In der Bundesrepublik Deutschland regeln eine Vielzahl von Gesetzen und Verordnungen den Umgang mit Chemikalien. Insbesondere im Rahmen des Umweltrechtes existiert ein umfangreiches Regelwerk zum Arbeits- , Umweltschutz, Gefahrguttransport- und Technikrecht, da bei dem Normalbetrieb einer chemischen Anlage, bei Transportvorgängen, aber auch bei Störfällen Wasser, Luft und Boden beeinträchtigt werden können.

Die Regulierung des Umweltrechts gehörte ursprünglich nicht zu den Aufgaben der europäische Union, wurde aber zunehmend auch hier in das Regelwerk integiert (Europäisches Umweltrecht); im Vertrag von Maastricht 1992 sind erstmalig auch Ziele zum Schutz der Umwelt formuliert.
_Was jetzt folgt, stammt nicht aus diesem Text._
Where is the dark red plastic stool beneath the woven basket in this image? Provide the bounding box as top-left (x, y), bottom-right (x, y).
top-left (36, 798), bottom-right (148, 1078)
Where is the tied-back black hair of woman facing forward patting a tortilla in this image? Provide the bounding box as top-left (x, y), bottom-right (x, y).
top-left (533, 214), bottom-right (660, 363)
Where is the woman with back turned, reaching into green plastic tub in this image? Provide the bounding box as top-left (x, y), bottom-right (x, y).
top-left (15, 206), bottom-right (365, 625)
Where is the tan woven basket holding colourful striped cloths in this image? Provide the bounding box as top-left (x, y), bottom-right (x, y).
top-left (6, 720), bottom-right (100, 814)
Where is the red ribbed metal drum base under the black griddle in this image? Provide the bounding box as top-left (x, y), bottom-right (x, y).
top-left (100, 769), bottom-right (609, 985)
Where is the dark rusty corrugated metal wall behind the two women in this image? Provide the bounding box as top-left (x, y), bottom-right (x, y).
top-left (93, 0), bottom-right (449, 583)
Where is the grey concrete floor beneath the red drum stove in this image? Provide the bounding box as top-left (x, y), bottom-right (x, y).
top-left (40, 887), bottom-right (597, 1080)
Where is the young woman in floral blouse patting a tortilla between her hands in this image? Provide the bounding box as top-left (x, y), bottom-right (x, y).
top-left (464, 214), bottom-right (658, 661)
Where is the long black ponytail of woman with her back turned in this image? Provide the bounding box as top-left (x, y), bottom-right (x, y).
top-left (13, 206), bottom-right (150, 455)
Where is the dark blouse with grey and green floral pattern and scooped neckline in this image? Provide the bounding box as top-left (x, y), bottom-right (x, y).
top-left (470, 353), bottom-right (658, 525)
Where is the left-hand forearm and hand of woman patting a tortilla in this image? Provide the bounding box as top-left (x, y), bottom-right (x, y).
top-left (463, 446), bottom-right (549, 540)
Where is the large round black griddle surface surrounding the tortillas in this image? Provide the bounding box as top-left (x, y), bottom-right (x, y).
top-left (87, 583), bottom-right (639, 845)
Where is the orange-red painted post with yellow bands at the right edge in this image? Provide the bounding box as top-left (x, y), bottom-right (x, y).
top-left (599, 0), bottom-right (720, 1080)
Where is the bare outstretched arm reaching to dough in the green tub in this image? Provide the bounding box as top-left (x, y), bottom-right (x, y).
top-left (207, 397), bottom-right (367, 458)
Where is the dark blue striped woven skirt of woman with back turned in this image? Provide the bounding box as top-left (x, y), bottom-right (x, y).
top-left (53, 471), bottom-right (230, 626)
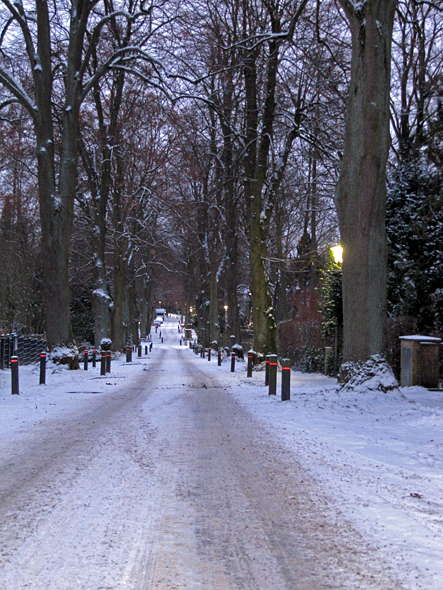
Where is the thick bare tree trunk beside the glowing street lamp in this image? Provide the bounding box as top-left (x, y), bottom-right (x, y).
top-left (335, 0), bottom-right (397, 361)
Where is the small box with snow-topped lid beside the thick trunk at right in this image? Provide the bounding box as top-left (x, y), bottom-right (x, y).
top-left (400, 336), bottom-right (441, 388)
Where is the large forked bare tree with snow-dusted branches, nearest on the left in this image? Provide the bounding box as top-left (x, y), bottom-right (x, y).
top-left (0, 0), bottom-right (163, 346)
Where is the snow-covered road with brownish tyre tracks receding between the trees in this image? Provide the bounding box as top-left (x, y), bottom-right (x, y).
top-left (0, 321), bottom-right (438, 590)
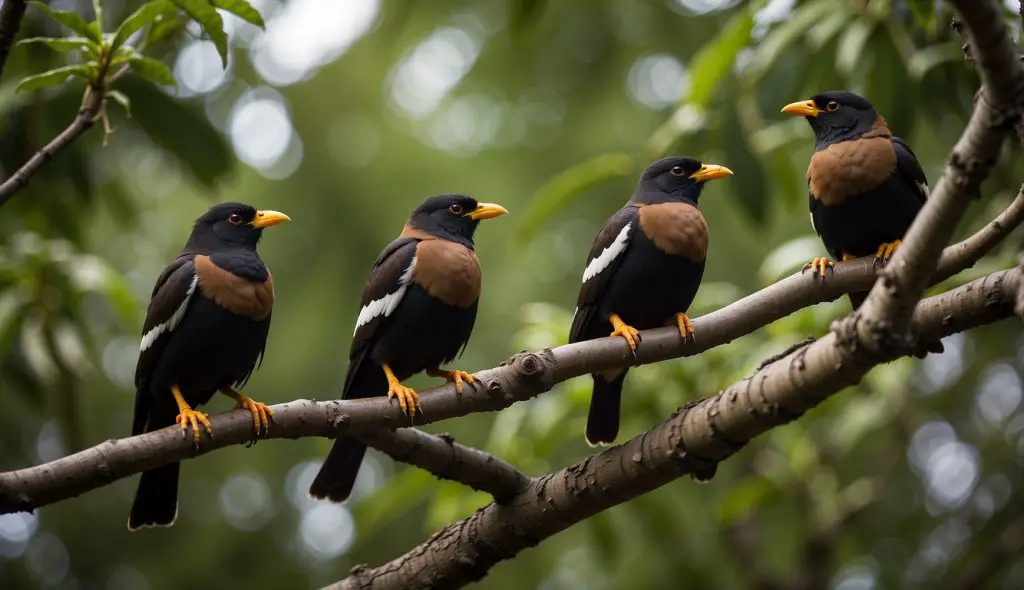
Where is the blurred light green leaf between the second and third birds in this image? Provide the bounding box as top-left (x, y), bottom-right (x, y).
top-left (513, 154), bottom-right (633, 244)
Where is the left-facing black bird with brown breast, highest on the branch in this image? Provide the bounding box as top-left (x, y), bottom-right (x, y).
top-left (782, 91), bottom-right (942, 352)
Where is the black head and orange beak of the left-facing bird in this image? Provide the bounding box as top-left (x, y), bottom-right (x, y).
top-left (782, 91), bottom-right (879, 150)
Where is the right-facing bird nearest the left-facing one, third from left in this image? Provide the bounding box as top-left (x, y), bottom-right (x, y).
top-left (569, 158), bottom-right (732, 445)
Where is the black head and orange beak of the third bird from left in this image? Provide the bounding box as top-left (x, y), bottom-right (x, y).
top-left (631, 156), bottom-right (732, 205)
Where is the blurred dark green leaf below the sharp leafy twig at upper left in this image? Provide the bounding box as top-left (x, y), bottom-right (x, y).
top-left (118, 76), bottom-right (237, 186)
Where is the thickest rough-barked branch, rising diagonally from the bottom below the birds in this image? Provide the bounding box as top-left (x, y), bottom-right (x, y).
top-left (327, 268), bottom-right (1021, 590)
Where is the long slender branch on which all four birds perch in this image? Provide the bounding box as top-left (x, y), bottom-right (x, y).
top-left (0, 195), bottom-right (1024, 513)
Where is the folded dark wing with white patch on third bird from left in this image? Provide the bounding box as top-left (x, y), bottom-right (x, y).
top-left (569, 207), bottom-right (637, 342)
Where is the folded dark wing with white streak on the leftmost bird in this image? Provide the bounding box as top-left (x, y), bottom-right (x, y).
top-left (132, 254), bottom-right (198, 434)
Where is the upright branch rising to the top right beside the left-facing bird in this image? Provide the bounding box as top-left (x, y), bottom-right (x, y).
top-left (851, 0), bottom-right (1024, 346)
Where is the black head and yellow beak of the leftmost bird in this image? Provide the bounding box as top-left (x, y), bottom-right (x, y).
top-left (185, 203), bottom-right (289, 254)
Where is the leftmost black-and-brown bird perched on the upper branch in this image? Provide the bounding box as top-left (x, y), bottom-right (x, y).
top-left (128, 203), bottom-right (289, 531)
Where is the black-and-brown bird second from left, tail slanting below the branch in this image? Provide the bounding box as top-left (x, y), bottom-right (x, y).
top-left (309, 195), bottom-right (508, 502)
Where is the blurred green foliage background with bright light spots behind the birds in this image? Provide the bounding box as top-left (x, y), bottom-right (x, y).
top-left (0, 0), bottom-right (1024, 590)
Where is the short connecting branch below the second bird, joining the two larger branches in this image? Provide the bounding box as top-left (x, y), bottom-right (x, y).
top-left (359, 428), bottom-right (532, 503)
Die IVU-Richtlinie von 1996 (Richtlinie 96/61/EG über die integrierte Vermeidung und Verminderung der Umweltverschmutzung, auch Integrated Pollution Prevention and Control oder IPPC genannt, regelt den Umweltschutz bei bestimmten industriellen Tätigkeiten und zielt auf die Vermeidung bzw. die Verminderung von Abfall und von Emissionen in Luft, Wasser und Boden ab. In insgesamt 23 Artikeln legt die IVU-Richtlinie Grundpflichten für die Betreiber von Anlagen, deren Genehmigung, Genehmigungsauflagen, Genehmigungsverfahren, Information und Beteiligung der Öffentlichkeit u.v.m. fest.